Clinton, Obama In Battle For Indiana, N.C.

Democratic presidential hopeful, Sen. Barack Obama, D-Ill., center, shares a laugh with voters in front of a polling place in Indianapolis, Tuesday, May 6, 2008, as voters in Indiana and North Carolina crowd polling places Tuesday for the states' primary elections. (AP Photo/Jae C. Hong)
Barack Obama and Hillary Rodham Clinton once again faced-off in crucial primaries as voters in Indiana and North Carolina crowded polls Tuesday seeking to settle the largest remaining contests in an epic Democratic presidential nomination struggle.

Obama was looking to shore up his position as the front-runner, while Clinton was seeking another victory to keep her candidacy competitive in a historic race that could continue to the Democratic National Convention in August.

"Barring a sweep from either candidate, this race is likely to go through the end of the contests on June 3rd," said senior political editor Vaughn Ververs. "This is the last big primary day with a significant chunk of delegates available, but it's unlikely to be decisive. If not, it may well be the superdelegates who will determine the party's nominee for the fall."

Obama began the day by dropping in on the Four Seasons Family Restaurant in the Greenwood, Ind., a suburb of Indianapolis. He walked around shaking hands, then sat at the counter and had an omelet, chatting with patrons on either side.

"I feel good," Obama said when asked about the day's voting. "I think we've campaigned hard. I think it's going to be close. I'm seeing a lot of enthusiasm."

Clinton, who toured the Indianapolis Speedway Tuesday with racer Sarah Fisher, wouldn't make a prediction about the outcome of the primaries.

"Every race is filed with the unexpected. You never know what's going to happen from day to day," said Clinton. "I never make predictions."

Clinton posed for pictures with the racer's pit crew in its garage and Fisher talked about parts of the powder blue car.

"This may be the technology of the future," Clinton said, holding onto a detached high-tech steering wheel.

Asked by reporters what her message was by being at the Speedway, she said: "That we need to get on the track in America."

"If you want to go forward, you put it in D. If you want to go backward, you put it in R," Clinton said.

Fisher, who said she voted for Clinton that morning, piped up, adding: "And just so you know, we don't have reverse in this car."

In Marion County, Indiana's most populous county, clerk Beth White said many voters already were in line when polls opened at 6 a.m. Tuesday.

"We really do feel today is going to be a heavy voting day, and our inspectors are ready," White said.

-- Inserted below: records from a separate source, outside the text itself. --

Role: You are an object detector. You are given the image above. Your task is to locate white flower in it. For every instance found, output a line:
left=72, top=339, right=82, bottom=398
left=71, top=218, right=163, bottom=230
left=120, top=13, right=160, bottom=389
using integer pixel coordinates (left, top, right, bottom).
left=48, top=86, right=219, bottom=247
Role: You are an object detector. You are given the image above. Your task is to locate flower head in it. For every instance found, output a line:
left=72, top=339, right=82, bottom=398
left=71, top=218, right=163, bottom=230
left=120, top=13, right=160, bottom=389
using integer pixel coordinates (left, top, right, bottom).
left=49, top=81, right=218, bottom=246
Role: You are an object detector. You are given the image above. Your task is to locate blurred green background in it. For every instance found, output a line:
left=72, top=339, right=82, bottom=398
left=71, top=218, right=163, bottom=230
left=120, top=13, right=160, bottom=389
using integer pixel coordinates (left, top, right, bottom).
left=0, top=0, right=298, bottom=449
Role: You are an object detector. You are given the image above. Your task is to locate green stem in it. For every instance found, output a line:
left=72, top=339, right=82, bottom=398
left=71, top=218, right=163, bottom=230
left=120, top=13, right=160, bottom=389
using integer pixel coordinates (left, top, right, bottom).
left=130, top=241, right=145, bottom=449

Even before the opening of polls at 6:30 a.m. in North Carolina, there were signs of record turnout. Nearly half a million people had already cast early and absentee ballots as of Monday - more than half the total number of voters who cast a ballot during the 2004 primary.

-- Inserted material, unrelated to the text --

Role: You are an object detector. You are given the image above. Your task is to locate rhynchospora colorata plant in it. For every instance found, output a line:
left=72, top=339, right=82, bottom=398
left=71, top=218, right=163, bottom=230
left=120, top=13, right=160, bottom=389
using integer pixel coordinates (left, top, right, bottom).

"I can't remember a primary that had this much excitement," said Gary Bartlett, director of the North Carolina Board of Elections.

Obama, who was flying later to North Carolina to await election results in Raleigh, visited a polling place Tuesday morning at Hinkle Field House on the campus of Butler University in Indianapolis, the site of part of the filming of the basketball movie "Hoosiers." Obama, who chatted with voters, said he had hoped to shoot a few baskets while there, but that the nets were up because of an upcoming commencement.

"I might have to take one shot," Obama said, although he left without doing so.

In Smithfield, N.C., voter Matthew Casey said he initially favored Clinton, but decided a vote for Obama would help end their bruising primary and allow Democrats to start focusing on Sen. John McCain, the certain Republican nominee.

"We've got to end the war - it's killing the economy," said Casey, 47, a healing arts practitioner.